General information
- Location: Sandy, Central Bedfordshire England
- Grid reference: TL164503
- Platforms: 1

Other information
- Status: Disused

History
- Original company: London, Midland and Scottish Railway

Key dates
- 1 January 1938: Opened as Girtford
- July 1938: Renamed Girtford Halt
- 17 November 1940: Closed to passengers
- 1 November 1951: Closed to goods

Location

= Girtford Halt railway station =

Former railway station in Bedfordshire, England

Girtford Halt was a short-lived railway halt on the Varsity Line which served the Girtford area of Sandy in Bedfordshire, England. It was opened by the London, Midland and Scottish Railway in 1938, but closed to passenger traffic two years later in 1940. The line itself closed in 1968, and the site of the railway station has been obliterated by a roundabout.

== History ==
In January 1938, the LMSR opened Girtford Halt at the point where the A1 crossed the Varsity Line, a little to the north of the hamlet from which it took its name. A siding for vegetable traffic had existed on the station site since 1863 and this remained open. Passenger facilities consisted of little more than a raised concrete platform; access was via a field to the rear of the station; tickets had to be purchased from a nearby garage.

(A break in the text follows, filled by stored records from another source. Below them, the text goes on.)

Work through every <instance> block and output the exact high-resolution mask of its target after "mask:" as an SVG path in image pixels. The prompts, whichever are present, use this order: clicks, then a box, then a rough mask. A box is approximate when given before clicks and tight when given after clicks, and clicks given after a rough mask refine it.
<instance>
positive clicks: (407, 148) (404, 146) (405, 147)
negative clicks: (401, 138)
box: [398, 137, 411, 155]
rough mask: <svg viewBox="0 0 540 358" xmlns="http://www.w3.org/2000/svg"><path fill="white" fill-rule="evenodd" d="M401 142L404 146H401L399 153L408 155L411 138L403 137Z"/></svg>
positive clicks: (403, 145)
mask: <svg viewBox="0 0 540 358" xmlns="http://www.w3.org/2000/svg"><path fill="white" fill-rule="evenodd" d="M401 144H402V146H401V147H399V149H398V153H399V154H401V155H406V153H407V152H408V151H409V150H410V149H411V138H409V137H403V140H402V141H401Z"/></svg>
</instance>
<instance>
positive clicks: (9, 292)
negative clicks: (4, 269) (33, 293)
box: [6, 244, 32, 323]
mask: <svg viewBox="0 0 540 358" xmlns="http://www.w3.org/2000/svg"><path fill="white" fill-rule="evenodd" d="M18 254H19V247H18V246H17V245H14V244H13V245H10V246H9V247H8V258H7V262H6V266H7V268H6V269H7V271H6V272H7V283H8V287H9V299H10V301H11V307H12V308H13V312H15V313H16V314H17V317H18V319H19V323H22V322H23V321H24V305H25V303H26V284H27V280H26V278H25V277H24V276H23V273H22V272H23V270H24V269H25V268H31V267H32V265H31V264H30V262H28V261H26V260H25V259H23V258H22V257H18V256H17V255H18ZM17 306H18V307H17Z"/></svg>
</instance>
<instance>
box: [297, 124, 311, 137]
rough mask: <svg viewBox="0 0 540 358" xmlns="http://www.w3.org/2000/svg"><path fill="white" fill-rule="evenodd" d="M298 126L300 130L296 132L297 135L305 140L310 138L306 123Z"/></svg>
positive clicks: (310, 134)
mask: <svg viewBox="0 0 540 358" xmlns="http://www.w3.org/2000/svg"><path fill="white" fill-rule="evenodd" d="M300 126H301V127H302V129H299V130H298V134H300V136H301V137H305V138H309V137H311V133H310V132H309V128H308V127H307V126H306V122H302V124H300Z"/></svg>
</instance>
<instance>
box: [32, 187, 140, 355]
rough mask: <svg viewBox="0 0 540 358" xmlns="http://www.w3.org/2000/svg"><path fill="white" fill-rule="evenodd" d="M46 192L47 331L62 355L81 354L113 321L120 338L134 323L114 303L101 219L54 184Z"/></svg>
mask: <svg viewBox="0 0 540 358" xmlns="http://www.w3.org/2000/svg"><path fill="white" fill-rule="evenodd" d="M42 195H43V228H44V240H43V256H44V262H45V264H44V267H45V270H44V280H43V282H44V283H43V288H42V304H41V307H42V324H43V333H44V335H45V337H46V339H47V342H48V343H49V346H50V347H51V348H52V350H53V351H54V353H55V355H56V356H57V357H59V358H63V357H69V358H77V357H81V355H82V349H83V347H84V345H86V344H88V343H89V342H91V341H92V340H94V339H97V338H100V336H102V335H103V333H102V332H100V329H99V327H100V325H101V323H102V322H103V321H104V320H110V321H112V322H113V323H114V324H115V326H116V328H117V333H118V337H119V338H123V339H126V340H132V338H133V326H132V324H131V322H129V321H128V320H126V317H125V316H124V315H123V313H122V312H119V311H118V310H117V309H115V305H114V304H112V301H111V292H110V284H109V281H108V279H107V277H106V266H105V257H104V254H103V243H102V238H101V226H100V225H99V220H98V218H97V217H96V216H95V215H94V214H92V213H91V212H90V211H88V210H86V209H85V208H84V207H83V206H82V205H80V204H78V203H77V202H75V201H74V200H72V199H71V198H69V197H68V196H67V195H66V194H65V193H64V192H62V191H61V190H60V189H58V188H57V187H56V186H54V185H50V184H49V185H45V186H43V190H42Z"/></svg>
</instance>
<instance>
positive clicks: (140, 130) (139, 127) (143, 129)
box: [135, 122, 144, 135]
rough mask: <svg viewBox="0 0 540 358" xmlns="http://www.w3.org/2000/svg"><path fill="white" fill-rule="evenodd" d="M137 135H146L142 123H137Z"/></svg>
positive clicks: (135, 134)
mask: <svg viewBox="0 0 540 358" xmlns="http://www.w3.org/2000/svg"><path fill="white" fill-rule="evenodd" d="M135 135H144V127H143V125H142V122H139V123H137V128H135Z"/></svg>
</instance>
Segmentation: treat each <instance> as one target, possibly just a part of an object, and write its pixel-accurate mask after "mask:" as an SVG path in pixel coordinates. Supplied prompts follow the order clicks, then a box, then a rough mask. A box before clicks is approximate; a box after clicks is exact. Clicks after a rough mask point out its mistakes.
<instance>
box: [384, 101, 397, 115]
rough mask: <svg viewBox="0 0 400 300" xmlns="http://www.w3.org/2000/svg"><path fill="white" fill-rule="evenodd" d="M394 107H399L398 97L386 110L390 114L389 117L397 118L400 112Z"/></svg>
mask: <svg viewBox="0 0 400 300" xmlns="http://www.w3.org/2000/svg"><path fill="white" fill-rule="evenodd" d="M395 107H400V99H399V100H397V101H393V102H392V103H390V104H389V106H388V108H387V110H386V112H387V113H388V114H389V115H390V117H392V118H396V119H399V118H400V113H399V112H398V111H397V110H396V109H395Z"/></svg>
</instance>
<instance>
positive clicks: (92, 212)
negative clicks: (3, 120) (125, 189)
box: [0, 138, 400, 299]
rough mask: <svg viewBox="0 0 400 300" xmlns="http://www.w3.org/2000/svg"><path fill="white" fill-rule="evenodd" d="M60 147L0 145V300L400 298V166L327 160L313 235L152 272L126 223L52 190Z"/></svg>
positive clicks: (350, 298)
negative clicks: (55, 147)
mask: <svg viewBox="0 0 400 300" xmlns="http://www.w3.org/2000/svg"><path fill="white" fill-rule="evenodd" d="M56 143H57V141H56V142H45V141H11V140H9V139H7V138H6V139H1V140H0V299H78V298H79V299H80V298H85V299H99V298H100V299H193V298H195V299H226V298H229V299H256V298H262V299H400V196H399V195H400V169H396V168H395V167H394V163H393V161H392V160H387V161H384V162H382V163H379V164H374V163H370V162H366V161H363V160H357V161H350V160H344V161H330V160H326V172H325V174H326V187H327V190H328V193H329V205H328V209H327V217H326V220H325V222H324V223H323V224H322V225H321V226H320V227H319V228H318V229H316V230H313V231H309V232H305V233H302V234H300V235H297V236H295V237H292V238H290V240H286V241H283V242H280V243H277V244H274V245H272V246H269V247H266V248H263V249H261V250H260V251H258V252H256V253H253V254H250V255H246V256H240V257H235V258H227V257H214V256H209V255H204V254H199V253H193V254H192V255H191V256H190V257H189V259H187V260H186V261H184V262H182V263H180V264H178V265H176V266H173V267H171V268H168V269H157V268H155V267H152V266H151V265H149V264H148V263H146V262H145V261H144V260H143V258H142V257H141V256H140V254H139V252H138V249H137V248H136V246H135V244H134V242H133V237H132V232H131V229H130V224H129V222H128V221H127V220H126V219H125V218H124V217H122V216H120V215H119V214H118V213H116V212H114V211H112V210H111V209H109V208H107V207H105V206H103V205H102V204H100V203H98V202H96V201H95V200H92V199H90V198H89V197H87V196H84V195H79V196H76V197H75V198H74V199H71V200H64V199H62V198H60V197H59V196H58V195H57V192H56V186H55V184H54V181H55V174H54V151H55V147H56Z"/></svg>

The station was, however, little used and passenger services were withdrawn in November 1940, the station remaining open for freight until 1951.

| Preceding station | Disused railways |  |  | Following station |
|---|---|---|---|---|
| Blunham |  | British Railways Varsity Line |  | Sandy |

== Present day ==
No trace of the station remains and its site has been taken over by a roundabout on Georgetown Road, a new road skirting the London Road Industrial Estate.